A Reader’s Digest Classic: Washington’s Prayer at Valley Forge
No letter or diary survives to give eyewitness testimony that George Washington prayed that cruel winter at Valley Forge. Still, legends usually incorporate an element of the truth.
In that dreadful winter at Valley Forge, while General Washington’s army was freezing, the British sat smugly in Philadelphia, growing fat on American bread and beef, their barracks warmed by American firewood.
Each day the mournful cry rose from our enlisted men’s huts: “No meat! No meat!” And Washington himself was filled with an overwhelming sense of helplessness. Only a few months before the Valley Forge encampment, late in 1777, he had exclaimed to a New Jersey leader, Elias Boudinot, that he could not do everything. He was general quartermaster and commissary. Everything, he felt, fell on him, and he was “unequal to the task.” His desperation was summed up in the cry he emitted at the end of the year in a letter to the Governor of New Jersey: “Our sick naked; our well naked, our unfortunate men in captivity naked!”
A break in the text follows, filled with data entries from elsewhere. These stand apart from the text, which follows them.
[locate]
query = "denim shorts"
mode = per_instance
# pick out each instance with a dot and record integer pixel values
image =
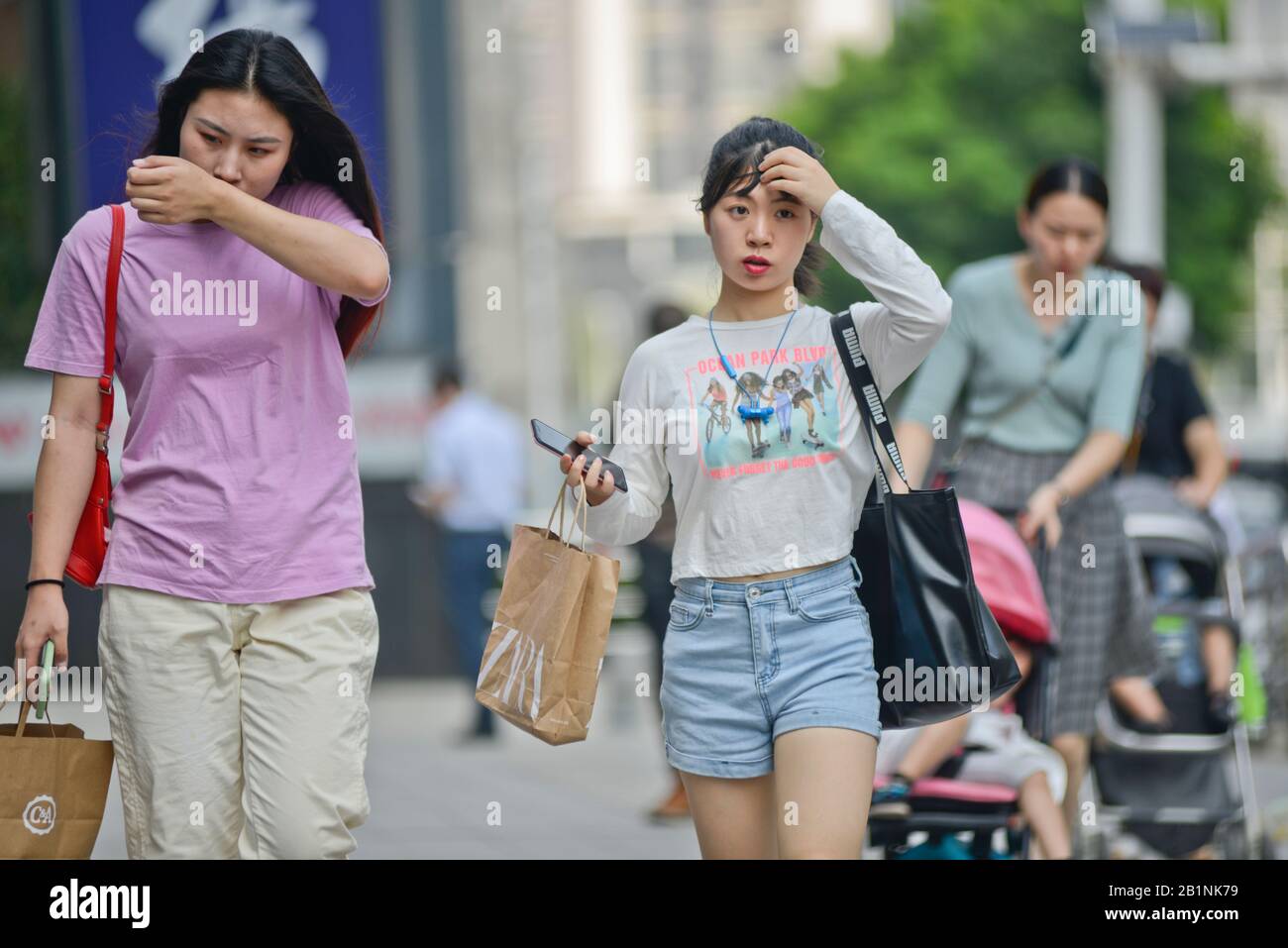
(746, 662)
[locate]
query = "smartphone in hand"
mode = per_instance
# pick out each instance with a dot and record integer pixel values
(559, 443)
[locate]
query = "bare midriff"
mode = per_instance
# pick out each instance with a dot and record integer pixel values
(764, 578)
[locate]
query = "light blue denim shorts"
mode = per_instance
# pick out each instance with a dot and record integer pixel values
(746, 662)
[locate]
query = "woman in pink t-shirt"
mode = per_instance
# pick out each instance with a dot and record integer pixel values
(237, 631)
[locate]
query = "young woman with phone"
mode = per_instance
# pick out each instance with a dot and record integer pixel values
(237, 630)
(1047, 351)
(769, 693)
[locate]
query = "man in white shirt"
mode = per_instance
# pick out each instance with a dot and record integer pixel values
(473, 488)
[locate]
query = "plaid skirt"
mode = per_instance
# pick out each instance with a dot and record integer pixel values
(1094, 579)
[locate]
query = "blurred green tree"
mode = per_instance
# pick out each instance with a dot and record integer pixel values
(995, 89)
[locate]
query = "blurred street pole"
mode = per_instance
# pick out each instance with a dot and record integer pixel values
(1136, 170)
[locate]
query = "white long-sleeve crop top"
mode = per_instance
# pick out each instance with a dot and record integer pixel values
(786, 492)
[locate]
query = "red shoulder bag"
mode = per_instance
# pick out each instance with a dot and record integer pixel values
(89, 546)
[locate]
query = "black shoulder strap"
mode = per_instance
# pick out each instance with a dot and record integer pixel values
(866, 393)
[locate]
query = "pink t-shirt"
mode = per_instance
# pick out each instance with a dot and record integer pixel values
(239, 472)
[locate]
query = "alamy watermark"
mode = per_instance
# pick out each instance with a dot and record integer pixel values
(936, 685)
(648, 427)
(179, 296)
(1113, 298)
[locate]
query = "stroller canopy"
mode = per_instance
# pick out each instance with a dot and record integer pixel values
(1162, 524)
(1005, 575)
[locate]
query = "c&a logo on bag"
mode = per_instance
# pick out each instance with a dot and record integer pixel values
(524, 659)
(39, 815)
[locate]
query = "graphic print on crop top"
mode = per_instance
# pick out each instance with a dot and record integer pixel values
(798, 382)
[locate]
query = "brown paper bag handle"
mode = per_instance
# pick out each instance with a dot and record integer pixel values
(24, 710)
(583, 506)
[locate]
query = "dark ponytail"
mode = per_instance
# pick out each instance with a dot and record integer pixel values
(269, 65)
(1068, 175)
(735, 155)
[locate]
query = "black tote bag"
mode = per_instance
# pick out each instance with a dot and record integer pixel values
(932, 635)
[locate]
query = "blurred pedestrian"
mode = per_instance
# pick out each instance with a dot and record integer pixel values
(655, 553)
(1176, 440)
(1047, 348)
(473, 487)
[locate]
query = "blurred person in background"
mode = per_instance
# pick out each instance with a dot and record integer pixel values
(236, 587)
(1050, 390)
(1175, 438)
(473, 488)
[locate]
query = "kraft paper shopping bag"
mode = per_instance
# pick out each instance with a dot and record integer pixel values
(541, 664)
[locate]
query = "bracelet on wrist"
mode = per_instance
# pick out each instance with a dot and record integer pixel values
(1061, 492)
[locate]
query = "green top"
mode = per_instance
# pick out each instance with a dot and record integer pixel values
(999, 352)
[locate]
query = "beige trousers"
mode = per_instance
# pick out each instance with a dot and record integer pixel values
(240, 730)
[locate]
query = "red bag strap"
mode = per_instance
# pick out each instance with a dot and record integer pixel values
(114, 273)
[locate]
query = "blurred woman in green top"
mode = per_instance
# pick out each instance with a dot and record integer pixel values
(1046, 350)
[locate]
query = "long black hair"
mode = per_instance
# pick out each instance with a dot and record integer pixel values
(737, 154)
(269, 65)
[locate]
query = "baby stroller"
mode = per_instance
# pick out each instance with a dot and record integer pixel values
(1173, 790)
(943, 805)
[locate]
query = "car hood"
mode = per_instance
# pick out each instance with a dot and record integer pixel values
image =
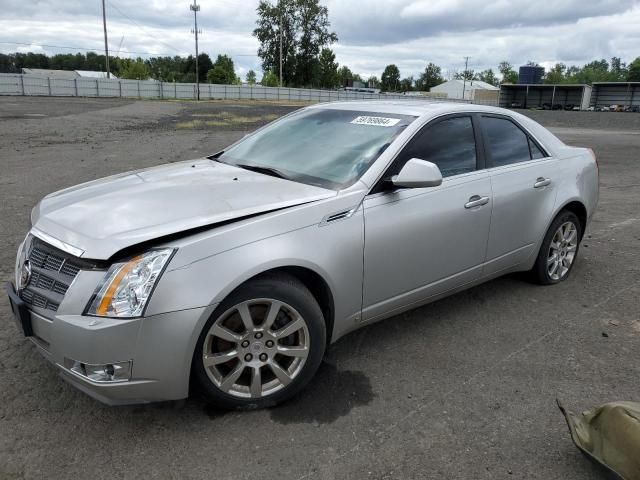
(105, 216)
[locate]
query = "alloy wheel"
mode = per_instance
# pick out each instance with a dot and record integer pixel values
(562, 251)
(256, 348)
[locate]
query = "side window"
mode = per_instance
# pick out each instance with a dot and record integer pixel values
(507, 143)
(535, 151)
(450, 144)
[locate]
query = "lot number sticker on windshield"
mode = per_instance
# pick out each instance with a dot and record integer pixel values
(376, 121)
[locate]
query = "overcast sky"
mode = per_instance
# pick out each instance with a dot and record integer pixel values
(372, 33)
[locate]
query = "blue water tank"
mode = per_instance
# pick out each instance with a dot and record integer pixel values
(530, 74)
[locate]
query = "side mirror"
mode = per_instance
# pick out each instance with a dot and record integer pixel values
(418, 173)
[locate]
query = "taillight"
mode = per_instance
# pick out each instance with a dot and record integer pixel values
(594, 159)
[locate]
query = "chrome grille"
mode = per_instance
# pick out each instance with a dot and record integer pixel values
(52, 272)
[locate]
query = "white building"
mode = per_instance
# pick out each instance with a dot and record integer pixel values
(454, 88)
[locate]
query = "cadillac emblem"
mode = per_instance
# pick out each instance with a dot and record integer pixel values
(25, 275)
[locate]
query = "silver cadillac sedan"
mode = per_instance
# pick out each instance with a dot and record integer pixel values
(236, 271)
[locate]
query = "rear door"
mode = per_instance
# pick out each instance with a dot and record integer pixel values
(420, 242)
(524, 192)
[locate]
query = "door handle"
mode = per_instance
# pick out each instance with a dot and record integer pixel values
(542, 182)
(476, 201)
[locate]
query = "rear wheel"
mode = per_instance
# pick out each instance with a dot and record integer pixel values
(559, 250)
(262, 344)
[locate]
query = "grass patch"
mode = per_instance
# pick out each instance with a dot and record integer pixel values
(224, 119)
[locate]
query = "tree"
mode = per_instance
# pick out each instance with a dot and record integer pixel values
(633, 72)
(431, 77)
(406, 84)
(390, 78)
(345, 75)
(134, 69)
(509, 75)
(269, 79)
(328, 69)
(467, 75)
(223, 71)
(251, 77)
(204, 65)
(305, 31)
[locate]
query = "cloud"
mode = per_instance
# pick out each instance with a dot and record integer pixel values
(372, 33)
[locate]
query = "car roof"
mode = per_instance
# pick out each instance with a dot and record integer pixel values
(416, 108)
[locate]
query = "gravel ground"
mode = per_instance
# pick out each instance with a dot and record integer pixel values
(462, 388)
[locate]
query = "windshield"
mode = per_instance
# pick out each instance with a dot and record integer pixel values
(329, 148)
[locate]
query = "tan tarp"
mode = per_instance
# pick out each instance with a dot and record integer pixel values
(610, 435)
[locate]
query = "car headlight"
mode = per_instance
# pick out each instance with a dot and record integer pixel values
(127, 286)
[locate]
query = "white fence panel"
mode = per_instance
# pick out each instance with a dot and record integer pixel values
(63, 87)
(10, 84)
(16, 84)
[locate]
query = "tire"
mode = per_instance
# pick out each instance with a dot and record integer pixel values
(263, 366)
(550, 269)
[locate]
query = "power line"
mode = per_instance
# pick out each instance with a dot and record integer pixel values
(196, 8)
(134, 22)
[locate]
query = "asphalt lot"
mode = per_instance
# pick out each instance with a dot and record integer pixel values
(463, 388)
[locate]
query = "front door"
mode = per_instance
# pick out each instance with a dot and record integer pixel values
(425, 241)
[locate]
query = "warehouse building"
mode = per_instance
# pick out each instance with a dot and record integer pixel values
(557, 97)
(605, 94)
(459, 89)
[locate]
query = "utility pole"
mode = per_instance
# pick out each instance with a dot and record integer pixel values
(195, 8)
(106, 42)
(464, 75)
(281, 33)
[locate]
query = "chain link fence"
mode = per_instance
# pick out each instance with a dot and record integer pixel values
(34, 85)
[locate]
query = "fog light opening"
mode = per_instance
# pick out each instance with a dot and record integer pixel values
(109, 372)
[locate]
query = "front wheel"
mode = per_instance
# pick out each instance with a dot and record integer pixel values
(559, 250)
(262, 345)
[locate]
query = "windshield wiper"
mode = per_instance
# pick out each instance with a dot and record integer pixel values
(265, 170)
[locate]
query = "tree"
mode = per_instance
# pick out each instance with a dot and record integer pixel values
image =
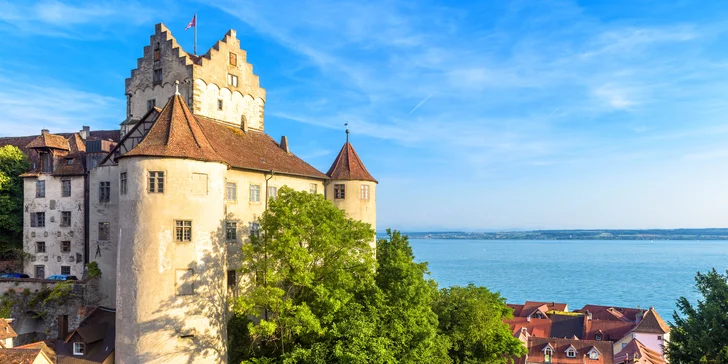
(471, 319)
(700, 334)
(13, 163)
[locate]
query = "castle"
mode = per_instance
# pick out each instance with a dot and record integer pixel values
(165, 204)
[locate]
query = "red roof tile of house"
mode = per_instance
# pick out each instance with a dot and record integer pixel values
(176, 133)
(652, 323)
(637, 353)
(536, 346)
(348, 166)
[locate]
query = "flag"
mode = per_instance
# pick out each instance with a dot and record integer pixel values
(192, 23)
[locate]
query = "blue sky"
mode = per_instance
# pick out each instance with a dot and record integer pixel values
(472, 115)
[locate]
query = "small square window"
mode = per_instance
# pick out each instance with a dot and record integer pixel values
(183, 230)
(231, 191)
(40, 189)
(65, 218)
(66, 188)
(122, 183)
(231, 231)
(104, 191)
(254, 193)
(339, 191)
(104, 233)
(156, 182)
(79, 348)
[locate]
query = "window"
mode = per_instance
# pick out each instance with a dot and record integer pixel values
(104, 191)
(254, 193)
(122, 183)
(156, 77)
(254, 229)
(66, 188)
(364, 192)
(37, 219)
(339, 191)
(79, 348)
(570, 353)
(232, 80)
(231, 231)
(40, 189)
(46, 162)
(156, 182)
(65, 218)
(183, 230)
(231, 279)
(184, 282)
(104, 231)
(272, 192)
(231, 191)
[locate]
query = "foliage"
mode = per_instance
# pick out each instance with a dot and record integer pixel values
(471, 318)
(12, 164)
(93, 270)
(317, 294)
(700, 334)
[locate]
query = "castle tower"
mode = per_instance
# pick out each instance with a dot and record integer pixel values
(171, 293)
(219, 84)
(351, 187)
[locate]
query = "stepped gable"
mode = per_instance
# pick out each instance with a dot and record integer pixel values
(637, 352)
(176, 134)
(254, 150)
(348, 166)
(652, 323)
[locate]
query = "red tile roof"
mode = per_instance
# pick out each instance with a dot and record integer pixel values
(176, 133)
(637, 353)
(652, 323)
(348, 166)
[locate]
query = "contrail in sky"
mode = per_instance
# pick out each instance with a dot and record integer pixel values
(420, 104)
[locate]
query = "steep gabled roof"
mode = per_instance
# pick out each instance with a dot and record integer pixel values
(652, 323)
(348, 166)
(177, 134)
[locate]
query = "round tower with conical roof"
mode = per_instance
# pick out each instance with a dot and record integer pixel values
(352, 188)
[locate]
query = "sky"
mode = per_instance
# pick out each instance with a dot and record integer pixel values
(487, 115)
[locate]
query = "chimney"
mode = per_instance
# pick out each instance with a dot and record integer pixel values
(62, 327)
(284, 144)
(85, 132)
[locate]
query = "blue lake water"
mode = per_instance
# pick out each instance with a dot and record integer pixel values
(619, 273)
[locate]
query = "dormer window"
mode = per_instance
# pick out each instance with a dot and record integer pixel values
(571, 352)
(79, 348)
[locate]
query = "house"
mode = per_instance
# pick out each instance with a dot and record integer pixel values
(92, 341)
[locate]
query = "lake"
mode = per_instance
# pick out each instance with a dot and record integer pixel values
(625, 273)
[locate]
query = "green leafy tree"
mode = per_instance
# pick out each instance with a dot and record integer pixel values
(471, 319)
(13, 163)
(700, 334)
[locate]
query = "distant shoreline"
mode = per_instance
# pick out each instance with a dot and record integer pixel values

The painting on these pages depicts an American legend—an unverifiable story handed down by tradition from earlier times. No letter or diary survives to give eyewitness testimony that George Washington prayed that cruel winter at Valley Forge. Still, legends usually incorporate an element of the truth.
As far as we know, George Washington never chopped down a cherry tree in his youth. But he was the kind of young man who would unflinchingly admit a mistake. In the same way, this painting bears witness to another thoroughly verifiable aspect of his character—his profound faith that America was a nation under God.
Again and again throughout the Revolution, Washington testified to this faith. On March 13, 1778, when his Army was emerging from the worst of Valley Forge’s travail, he wrote to his favorite chaplain, Rev. Israel Evans:
“It will ever be the first wish of my heart to aid your pious endeavors to inculcate a due sense of the dependence we ought to place in that all wise and powerful Being on whom alone our success depends.”
From our detailed knowledge of those harrowing months at Valley Forge, it is not difficult to believe that Washington prayed. In the painting, he has obviously been on some sort of military mission—inspecting one of Valley Forge’s outposts, perhaps. As he rode back to his starving, freezing soldiers who were struggling to defend the infant United States in spite of their countrymen’s apparent indifference, where else could he turn but to God?
So there may have been this moment in the snowy woods. We will never know. But there is no doubt that in the greatness of Washington’s character, which looms larger in history than any legend about him, there was a profound sense of humility before that being whom he called “the all-powerful guide and great disposer of human events.”